Chapitre 5 : Coup sur coup

Chapitre 5/5100%~9 min de lecture1 705 mots

Tirer.

Tirer fort.

Wu An tourna vigoureusement le moulinet et commença à ramener le fil.

Le poisson, dans la mer, forçait lui aussi, cherchant désespérément à s'enfoncer vers le fond.

Les deux camps se rendirent coup pour coup, mais à mesure que le temps passait, la balance penchait du côté de Wu An.

Impossible de faire autrement. Le poisson avait une force considérable dans l'eau, mais après tout, ce n'était qu'un poisson. Et avec toutes ces secousses, l'hameçon lui faisait terriblement mal.

Au début, à cause de la douleur, il avait encore pu compter sur sa réaction de panique pour charger furieusement un moment. Mais après un long temps de souffrance, il n'était pas engourdi : la douleur donnait au poisson envie de pleurer.

Plus on tirait, plus cela faisait mal, et plus cela faisait mal, plus c'était insupportable.

Peu à peu, il ne put plus se débattre.

Ça suffit.

Fatigué.

Tant pis.

Wu An sentit la force du poisson faiblir. Il profita de cette faiblesse et ramena vite le fil.

Vite.

Il tira le poisson jusqu'à la surface.

« Grand frère, je crois que c'est une dorade noire. »

« Oui ! Celle-là est plus grosse que la précédente. »

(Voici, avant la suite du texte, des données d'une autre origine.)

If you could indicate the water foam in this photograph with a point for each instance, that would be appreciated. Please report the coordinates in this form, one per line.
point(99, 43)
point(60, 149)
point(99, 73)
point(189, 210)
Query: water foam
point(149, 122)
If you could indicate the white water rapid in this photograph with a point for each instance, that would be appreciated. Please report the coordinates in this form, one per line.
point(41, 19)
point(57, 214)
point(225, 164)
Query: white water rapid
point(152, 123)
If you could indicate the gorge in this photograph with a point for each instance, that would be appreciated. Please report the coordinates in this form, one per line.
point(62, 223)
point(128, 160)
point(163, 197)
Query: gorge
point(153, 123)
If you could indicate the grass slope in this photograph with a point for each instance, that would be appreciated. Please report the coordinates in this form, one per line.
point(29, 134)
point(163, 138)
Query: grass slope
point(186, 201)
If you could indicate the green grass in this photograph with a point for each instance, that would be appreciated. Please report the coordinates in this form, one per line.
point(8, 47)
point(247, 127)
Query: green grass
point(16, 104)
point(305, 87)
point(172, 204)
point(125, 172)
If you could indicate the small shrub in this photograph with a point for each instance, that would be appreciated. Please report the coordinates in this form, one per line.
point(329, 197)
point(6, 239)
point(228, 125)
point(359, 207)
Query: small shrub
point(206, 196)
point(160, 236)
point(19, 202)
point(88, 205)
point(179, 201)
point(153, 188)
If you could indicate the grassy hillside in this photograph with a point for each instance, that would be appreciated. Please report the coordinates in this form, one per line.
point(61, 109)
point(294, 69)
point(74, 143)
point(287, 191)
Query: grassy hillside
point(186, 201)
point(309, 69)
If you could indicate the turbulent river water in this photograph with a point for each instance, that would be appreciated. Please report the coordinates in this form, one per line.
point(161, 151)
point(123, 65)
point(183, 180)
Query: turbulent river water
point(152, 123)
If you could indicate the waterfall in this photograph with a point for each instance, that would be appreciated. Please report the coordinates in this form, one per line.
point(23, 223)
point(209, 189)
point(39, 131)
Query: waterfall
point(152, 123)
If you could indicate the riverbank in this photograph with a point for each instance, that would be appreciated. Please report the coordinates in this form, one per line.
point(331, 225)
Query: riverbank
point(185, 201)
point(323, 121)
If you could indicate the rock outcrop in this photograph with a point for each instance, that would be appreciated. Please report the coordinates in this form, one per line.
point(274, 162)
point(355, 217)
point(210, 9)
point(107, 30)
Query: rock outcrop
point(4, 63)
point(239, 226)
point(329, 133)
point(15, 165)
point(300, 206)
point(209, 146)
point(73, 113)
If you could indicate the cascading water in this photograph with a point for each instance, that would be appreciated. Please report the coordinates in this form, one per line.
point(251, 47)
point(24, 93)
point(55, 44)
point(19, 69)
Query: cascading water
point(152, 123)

« Elle doit faire dans les dix jin. »

A Qing criait, tout excité.

Les deux hommes sur le gros récif d'à côté avaient convenu de ne plus regarder, mais en entendant A Qing crier ainsi, ils ne purent s'empêcher de tourner la tête.

« A Qing, tais-toi. »

« Il n'existe pas de dorade noire de dix jin. »

« Celle que Wu An a prise fait quatre ou cinq jin au maximum ! »

Les deux hommes braillaient, mécontents.

A Qing rit de bon cœur. Il ne répondit pas à leurs cris. Wu An le laissa remonter le poisson à l'épuisette ; il faisait tout un tour de plus que le précédent, pas étonnant qu'il ait eu tant de force.

Il faut être juste.

La pêche, c'est vraiment agréable.

Dans sa vie antérieure, il travaillait en ville. Le soir, en rentrant au dortoir après le travail, il passait le long de petites rivières. Les deux rives étaient éclairées par des projecteurs : c'étaient des pêcheurs de nuit.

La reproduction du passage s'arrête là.